When there is some load, it seems that only a few threads inside
certain processes get to be executed in a fair way. Certain threads,
in particular watchdog threads, that sleep most of the time, timeout
the entire system.
This problem does not occur on a stock 2.4.x kernel, we tried the
latest development 2.4 kernel, and couldn't reproduce the problem.

I tested this problem on a variety of systems, one is an athlon single
processor, and pentium 3 single and dual processor.

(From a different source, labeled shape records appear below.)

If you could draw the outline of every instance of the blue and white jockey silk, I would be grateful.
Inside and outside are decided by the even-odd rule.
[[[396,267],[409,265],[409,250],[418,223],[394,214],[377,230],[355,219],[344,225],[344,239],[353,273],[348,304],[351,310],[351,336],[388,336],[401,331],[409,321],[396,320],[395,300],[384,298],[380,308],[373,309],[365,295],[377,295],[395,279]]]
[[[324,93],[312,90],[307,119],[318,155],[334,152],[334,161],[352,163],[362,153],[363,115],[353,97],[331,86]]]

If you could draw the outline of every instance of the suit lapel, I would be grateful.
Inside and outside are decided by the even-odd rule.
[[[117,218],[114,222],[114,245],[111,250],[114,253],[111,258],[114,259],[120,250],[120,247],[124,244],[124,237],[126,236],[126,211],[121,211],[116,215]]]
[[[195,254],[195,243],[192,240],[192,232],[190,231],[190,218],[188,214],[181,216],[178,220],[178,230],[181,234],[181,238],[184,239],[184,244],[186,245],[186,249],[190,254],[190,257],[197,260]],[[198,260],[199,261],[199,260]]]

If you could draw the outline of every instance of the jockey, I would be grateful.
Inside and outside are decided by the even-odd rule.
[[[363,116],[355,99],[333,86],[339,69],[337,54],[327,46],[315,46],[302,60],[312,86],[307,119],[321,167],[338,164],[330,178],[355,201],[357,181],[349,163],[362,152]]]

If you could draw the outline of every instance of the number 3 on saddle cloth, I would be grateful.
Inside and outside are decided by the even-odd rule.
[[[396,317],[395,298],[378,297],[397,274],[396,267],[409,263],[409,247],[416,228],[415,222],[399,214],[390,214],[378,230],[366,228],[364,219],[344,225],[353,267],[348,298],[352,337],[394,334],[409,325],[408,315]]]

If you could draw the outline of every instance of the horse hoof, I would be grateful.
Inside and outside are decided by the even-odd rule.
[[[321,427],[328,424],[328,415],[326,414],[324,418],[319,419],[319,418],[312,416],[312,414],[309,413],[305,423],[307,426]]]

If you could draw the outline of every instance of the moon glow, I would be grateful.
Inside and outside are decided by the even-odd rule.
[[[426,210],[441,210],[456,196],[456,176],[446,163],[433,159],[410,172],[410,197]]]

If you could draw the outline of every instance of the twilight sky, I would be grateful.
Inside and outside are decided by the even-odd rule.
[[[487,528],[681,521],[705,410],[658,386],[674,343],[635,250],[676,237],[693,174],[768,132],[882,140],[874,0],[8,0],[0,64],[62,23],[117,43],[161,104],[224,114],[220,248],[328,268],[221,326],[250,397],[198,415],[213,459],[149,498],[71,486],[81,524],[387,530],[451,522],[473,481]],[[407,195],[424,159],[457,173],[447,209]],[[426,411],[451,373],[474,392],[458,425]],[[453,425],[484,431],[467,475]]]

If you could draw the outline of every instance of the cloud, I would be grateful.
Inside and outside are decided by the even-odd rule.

Version-Release number of selected component (if applicable):
2.4.20-27.9 or any 2.6.1 through 2.6.2 kernels

How reproducible:
Very easily using the test program combined with the watchdog script.

Steps to Reproduce:
0. Compile cputest with gcc -pthread -D_REENTRANT -lm cputest.c -o cputest
1. Start the watchdog script in a shell
2. Start the test program: ./cputest 20 10000 1000 512 
3. Watch the output of the watchdog script
  
Actual results:
An output that looks like
>>>>>>> delta = 3 Tue Jan 27 15:31:22 PST 2004
>>>>>>> delta = 4 Tue Jan 27 15:31:27 PST 2004
>>>>>>> delta = 4 Tue Jan 27 15:31:34 PST 2004
>>>>>>> delta = 6 Tue Jan 27 15:31:54 PST 2004
>>>>>>> delta = 6 Tue Jan 27 15:32:04 PST 2004
>>>>>>> delta = 20 Tue Jan 27 15:32:13 PST 2004
meaning, in that case, that I got a 20 seconds "freeze" of the
watchdog script that ended at 15:32:13

Expected results:
There should be no freezes like this, regardless of the load, as the
watchdog script needs a very minimal number of cycles to execute every
second.

Additional info:

Comment 1 Nicolas Barry 2004-02-05 05:58:48 UTC
Created attachment 97484 [details]
Source code of test program

Comment 2 Dave Jones 2004-02-05 18:41:47 UTC
Can you attach the watchdog script too please?


Comment 3 Nicolas Barry 2004-02-05 20:05:27 UTC
Created attachment 97498 [details]
Watchdog script : detects lags of more than 2 seconds

Forgot to post the watchdog script earlier